For the majority of the last year, I've been seesawing between extreme joy and extreme sadness: feeling like a mess as I watch my young child move through all of his milestones in his first year of life, and coping with the unexpected loss of my own dad just a few short months after his birth.
When I was prepping for my second child's birth, I wanted to do my postpartum differently. I wanted to ask for more help. I planned to hire more help. I planned to rest more. Planned to have more honest conversations with my partner. I expected to look at my life after birth with experienced eyes and kinder expectations, all as a way to ease the grip postpartum depression may have on me if it came again.
I worked less. I took time to enjoy my baby. I helped my first born adjust to the changes in her life, and I thought things were going quite well. I had prepared, and I was ready to have a newborn in my life again.
Last December, I got several phone calls one night that didn't wake me up. And then I got one that did. My sister, who was living in Vietnam was the first person to get word that our dad had been rushed to the hospital after a fall. It was 2am. He had already undergone surgery.
By 6am my 4-month-old baby boy and I were flying to the West Coast to say goodbye to my father.
I have been saying goodbye to him since then. Milestones my son reaches are events he'll never see. Holidays and traditions are now heavy with the shadow of his missed contributions. His photos, belongings, and gifts are treasures and reminders of how he saw me, knew me, and loved me.
This year of firsts.
I have found a great deal of comfort from not being scared of my grief. What has been surprising is my grief has felt like a friend. I have imagined grief to be a horrible and wicked part of death, but for me, it isn't. And I don't know why. And it's not that I'm not sad. I am so sad. I say this feels like friendship because I'm not hiding. I'm not masking my life as it is now. I'm not afraid to explore how low it will take me.
My children have seen me cry huge sobs that come from amazing memories or waves of the enormity of his leaving. And they have seen me laugh and tell stories of him that are silly or adventurous. My grief really does feel like a seesaw, where the highs are surprising, and the lows are shattering, but both are never for very long. It is so odd to rebound between the two so often.
But in the way many moms do, I have been doing what I need to do, as things come along. My son has learned to crawl, walk, and now climb in the months since my dad died. He has kept me on my toes, kept me present with his small and significant discoveries, and been the daily reminder that my time with him is precious and finite. While I have not shielded my grief from children, I have also not irradicated any possibility of joy. It has been a year of harsh juxtapositions with death and new life overlapping for me to untangle.

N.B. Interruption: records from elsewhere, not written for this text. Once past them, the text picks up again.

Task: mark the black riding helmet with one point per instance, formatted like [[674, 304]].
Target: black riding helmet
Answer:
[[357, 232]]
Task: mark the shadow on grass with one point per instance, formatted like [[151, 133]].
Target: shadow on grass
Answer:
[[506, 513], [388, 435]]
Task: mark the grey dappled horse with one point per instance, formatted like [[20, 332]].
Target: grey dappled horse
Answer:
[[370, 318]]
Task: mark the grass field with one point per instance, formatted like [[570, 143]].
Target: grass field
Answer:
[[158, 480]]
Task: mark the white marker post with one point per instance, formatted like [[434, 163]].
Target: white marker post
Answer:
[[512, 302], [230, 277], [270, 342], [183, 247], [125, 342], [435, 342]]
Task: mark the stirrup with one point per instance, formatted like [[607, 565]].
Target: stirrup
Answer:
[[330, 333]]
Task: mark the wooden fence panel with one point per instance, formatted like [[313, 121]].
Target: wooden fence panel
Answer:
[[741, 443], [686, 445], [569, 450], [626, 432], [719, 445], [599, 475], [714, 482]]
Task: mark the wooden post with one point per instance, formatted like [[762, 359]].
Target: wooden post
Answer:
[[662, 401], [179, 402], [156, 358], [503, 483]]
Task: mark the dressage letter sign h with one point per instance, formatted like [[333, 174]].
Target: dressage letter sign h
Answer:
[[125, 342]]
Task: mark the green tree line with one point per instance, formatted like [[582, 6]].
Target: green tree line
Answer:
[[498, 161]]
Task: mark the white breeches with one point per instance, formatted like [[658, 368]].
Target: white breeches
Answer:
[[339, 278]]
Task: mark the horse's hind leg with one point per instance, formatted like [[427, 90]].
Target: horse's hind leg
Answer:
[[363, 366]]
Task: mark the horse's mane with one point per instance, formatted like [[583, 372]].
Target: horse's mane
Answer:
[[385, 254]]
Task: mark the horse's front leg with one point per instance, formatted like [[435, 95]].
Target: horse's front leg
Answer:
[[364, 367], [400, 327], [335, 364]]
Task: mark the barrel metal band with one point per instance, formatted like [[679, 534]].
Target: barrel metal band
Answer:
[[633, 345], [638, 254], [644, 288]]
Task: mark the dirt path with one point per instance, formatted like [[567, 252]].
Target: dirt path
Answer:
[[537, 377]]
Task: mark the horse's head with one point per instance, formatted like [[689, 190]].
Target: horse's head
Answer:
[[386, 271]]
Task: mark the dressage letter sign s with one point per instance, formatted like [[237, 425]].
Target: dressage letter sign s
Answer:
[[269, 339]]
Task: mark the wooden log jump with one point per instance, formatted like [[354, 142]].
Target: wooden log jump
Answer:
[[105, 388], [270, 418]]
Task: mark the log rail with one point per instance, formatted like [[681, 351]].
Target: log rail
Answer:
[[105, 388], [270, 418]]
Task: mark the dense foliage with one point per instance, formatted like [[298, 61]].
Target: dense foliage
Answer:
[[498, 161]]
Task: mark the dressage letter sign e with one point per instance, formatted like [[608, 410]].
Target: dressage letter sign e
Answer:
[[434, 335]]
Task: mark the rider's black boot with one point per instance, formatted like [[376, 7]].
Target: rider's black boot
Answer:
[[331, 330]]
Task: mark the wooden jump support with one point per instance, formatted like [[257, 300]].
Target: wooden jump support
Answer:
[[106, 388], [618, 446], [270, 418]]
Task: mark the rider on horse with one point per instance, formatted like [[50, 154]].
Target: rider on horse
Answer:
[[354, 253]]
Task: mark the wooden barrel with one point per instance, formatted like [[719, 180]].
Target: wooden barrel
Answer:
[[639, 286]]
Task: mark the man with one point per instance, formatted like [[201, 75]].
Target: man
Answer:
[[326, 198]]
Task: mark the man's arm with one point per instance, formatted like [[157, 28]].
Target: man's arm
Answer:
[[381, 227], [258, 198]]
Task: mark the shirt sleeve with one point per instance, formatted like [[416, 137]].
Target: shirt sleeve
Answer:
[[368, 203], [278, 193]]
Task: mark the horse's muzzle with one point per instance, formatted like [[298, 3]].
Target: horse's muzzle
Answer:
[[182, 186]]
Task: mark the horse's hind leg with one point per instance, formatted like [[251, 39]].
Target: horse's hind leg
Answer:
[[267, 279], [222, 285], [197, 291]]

This year of first steps, first eulogies, first words, and first deep goodbyes is not a story I would have picked if I were to choose. I do not wish it for anyone.
But it is my story.
I am trying to find ways to navigate life without one of my foundational pillars to offer support. I am trying to heal. I am trying to mourn. I am trying to honor.
As I was returning home after his funeral, I had a candid conversation with my dad on the flight. My son was sleeping in my lap, and we were somewhere over Iowa, I think.
And I shared with him all the things I was afraid of and all the things I was going to miss, and all the stuff I wished I could have said to him before he left. And he told me he loved me, and he was proud of me, and that I had hands and feet to do things I didn't even know were possible yet. That my brain and my heart were incredible, and that he wasn't actually gone. And I believed him.
This year of first has been the beginning of a new relationship with myself, and the people I choose to let into my life. I don't wish this story on anyone, but this year of firsts has given me an incredible amount of hope and purpose.
My dad would have turned 77 today.
He loved German chocolate cake and vanilla ice cream with caramel sauce. He was capable and lived in service to others, and gave the most incredible hugs. His hands were like baseball mitts, and he enjoyed two-stepping and being a cowboy. And he loved me. And that love is still felt so well even now.
It is a love that has taught me a new part of the power that comes as a parent. We get to give our children an unconditional love for as long as they need it, even after we're gone.